Cinq ans après Mon père, ce héros, Gérard Lauzier retourne derrière la caméra et embarque de nouveau Gérard Depardieu. Si leur précédent film était plutôt tendre, celui-ci se révèle plus sombre. Déjà, ce n’est plus l’Ile Maurice mais la banlieue parisienne, grise, laide et mal famée. Les personnages sont plus tourmentés, en tête celui de Depardieu en professeur libidineux qui fait tourner en bourrique aussi bien les femmes que les spectateurs. Son comportement tout au long du film cadre en effet mal avec sa démarche initiale et on peine à suivre ce qu’il recherche véritablement. Autour de lui, des personnages dangereux (Daniel Prévost en raciste primaire et armé, Roschdy Zem et sa bande de racailles dangereuses), des personnages instables (Guy Marchand en principal au bout du rouleau) ou qui ne savent pas trop ce qu’ils veulent (à l’image des femmes qu’il courtise).
Le résultat, plus de 25 ans après sa réalisation, est étonnant. Le film ne prend pas tout à fait la direction attendue. Certes, on trouve le portrait de jeunes qui veulent et peuvent réussir, apportant ainsi à l’ensemble son lot de tendresse. Mais certains autres sont montrés comme irrécupérables et réellement dangereux. C’est très caricatural bien sûr, mais on peut reconnaître à Gérard Lauzier cette pertinence de n’avoir pas cédé à la guimauve. Pour le coup, on n’est pas dans la simple comédie du petit professeur qui parvient à dompter de fausses petites frappes.

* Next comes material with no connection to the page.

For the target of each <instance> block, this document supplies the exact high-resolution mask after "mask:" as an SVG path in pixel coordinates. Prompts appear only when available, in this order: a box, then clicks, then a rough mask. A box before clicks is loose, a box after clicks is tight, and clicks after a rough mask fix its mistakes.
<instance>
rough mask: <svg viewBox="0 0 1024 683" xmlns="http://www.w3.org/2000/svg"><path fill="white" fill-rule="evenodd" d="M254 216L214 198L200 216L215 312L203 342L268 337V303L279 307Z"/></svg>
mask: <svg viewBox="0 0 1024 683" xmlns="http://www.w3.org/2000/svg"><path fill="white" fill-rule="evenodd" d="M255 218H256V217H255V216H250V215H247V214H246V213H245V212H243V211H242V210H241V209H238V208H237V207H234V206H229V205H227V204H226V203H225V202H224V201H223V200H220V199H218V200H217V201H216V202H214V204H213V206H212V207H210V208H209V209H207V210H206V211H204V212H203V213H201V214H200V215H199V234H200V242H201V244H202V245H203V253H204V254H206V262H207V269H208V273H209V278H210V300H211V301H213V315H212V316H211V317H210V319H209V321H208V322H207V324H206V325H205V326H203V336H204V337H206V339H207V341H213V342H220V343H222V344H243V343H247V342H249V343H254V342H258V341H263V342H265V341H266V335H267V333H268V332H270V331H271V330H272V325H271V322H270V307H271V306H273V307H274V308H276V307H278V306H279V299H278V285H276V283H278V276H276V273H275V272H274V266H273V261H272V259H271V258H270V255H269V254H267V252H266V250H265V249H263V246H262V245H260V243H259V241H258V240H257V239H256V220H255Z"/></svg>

Il sauve les bons et se débarrasse de la mauvaise graine, ce qui n’est évidemment pas la même chose. La comédie n’est, de ce fait, pas si drôle que ça et la dimension dramatique pèse bien plus qu’on ne pouvait l’imaginer.
Ce qui est, par ailleurs, frappant est l’évolution en 25 ans de certaines situations. Un film comme celui-ci n’est déjà plus possible : parler de « barbus » et du voile comme ici est désormais inimaginable. Les problématiques sociétales soulevées par endroits ont pris une dimension bien plus importante. On remarque, de toute façon, que le film vise rarement à faire rire. Hormis quelques situations bien appuyées et parfaitement identifiées, le reste s’apparente à un film social qui tient plus du signal d’alarme que du divertissement. D’où cette impression d’être face à un film plutôt bancal. S’il évite, d’un côté, de réciter la partition attendue, il empile, de l’autre, les caricatures dans un ensemble mélangeant plusieurs sujets qui ne s’emboitent pas toujours bien. On ne peut donc être que mitigé face au résultat en dépit de l’excellente interprétation générale.